Thursday, May 8, 2014

Legal Theories in LIBOR and FX Lawsuits

While this article in CapLaw discusses the history of the allegations, investigations and lawsuits in the FX and LIBOR scandals, we thought it most interesting to focus on the legal theories and their current status.

In LIBOR, the US consolidated case held that there was no antitrust damage as the LIBOR rate setting process was not competitive in nature and thus there could not be anti-competitive behavior.  However, "second-generation" lawsuits filed by plaintiffs claiming direct trading losses from derivatives with banks that provided benchmark LIBOR rates, are moving through the legal system.  Two large plaintiffs are the FDIC, on behalf of 38 failed banks, claiming fraud and collusion were used by the LIBOR setting banks to suppress rates, and Freddie Mac and Fannie Mae, claiming that LIBOR manipulations caused them to suffer losses on mortgages and financial derivatives.

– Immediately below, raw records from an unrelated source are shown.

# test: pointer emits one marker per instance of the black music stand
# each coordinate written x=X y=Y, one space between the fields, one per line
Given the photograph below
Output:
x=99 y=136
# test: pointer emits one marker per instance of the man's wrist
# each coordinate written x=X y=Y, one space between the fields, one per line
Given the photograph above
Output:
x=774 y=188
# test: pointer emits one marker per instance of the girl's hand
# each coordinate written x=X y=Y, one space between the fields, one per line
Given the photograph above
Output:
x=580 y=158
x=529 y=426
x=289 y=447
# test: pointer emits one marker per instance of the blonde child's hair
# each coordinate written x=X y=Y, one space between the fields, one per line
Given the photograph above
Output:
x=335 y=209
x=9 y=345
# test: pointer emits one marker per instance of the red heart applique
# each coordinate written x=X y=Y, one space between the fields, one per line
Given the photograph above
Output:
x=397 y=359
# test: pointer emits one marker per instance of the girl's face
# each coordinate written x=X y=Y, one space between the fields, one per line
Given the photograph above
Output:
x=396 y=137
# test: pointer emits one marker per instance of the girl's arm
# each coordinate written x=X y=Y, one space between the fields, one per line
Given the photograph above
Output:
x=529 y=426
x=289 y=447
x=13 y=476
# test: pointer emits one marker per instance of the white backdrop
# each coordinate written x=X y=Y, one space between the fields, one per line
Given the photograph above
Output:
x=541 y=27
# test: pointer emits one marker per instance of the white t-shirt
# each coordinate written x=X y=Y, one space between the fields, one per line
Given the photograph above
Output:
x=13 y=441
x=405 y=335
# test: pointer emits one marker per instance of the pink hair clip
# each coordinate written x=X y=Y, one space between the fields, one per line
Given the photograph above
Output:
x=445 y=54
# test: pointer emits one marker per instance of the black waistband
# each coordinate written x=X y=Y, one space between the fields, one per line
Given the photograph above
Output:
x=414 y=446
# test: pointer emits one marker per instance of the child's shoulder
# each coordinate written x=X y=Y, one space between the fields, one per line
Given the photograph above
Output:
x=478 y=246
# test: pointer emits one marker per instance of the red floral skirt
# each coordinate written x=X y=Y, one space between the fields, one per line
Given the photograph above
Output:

LIBOR cases in the UK have been limited, with only two cases filed, one of which was settled and the other remains with the courts.

In the FX benchmarks, the US has consolidated numerous class action suits into one.  Differences between the rate setting process in FX vs. LIBOR make it unclear whether antitrust charges will hold up in the FX case.  Fraud and collusion charges remain in FX as well, but the later start of FX allegations, the complexity of the cases and the continuing regulatory and internal bank investigations, means that further clarity will not be forthcoming until at least late 2014.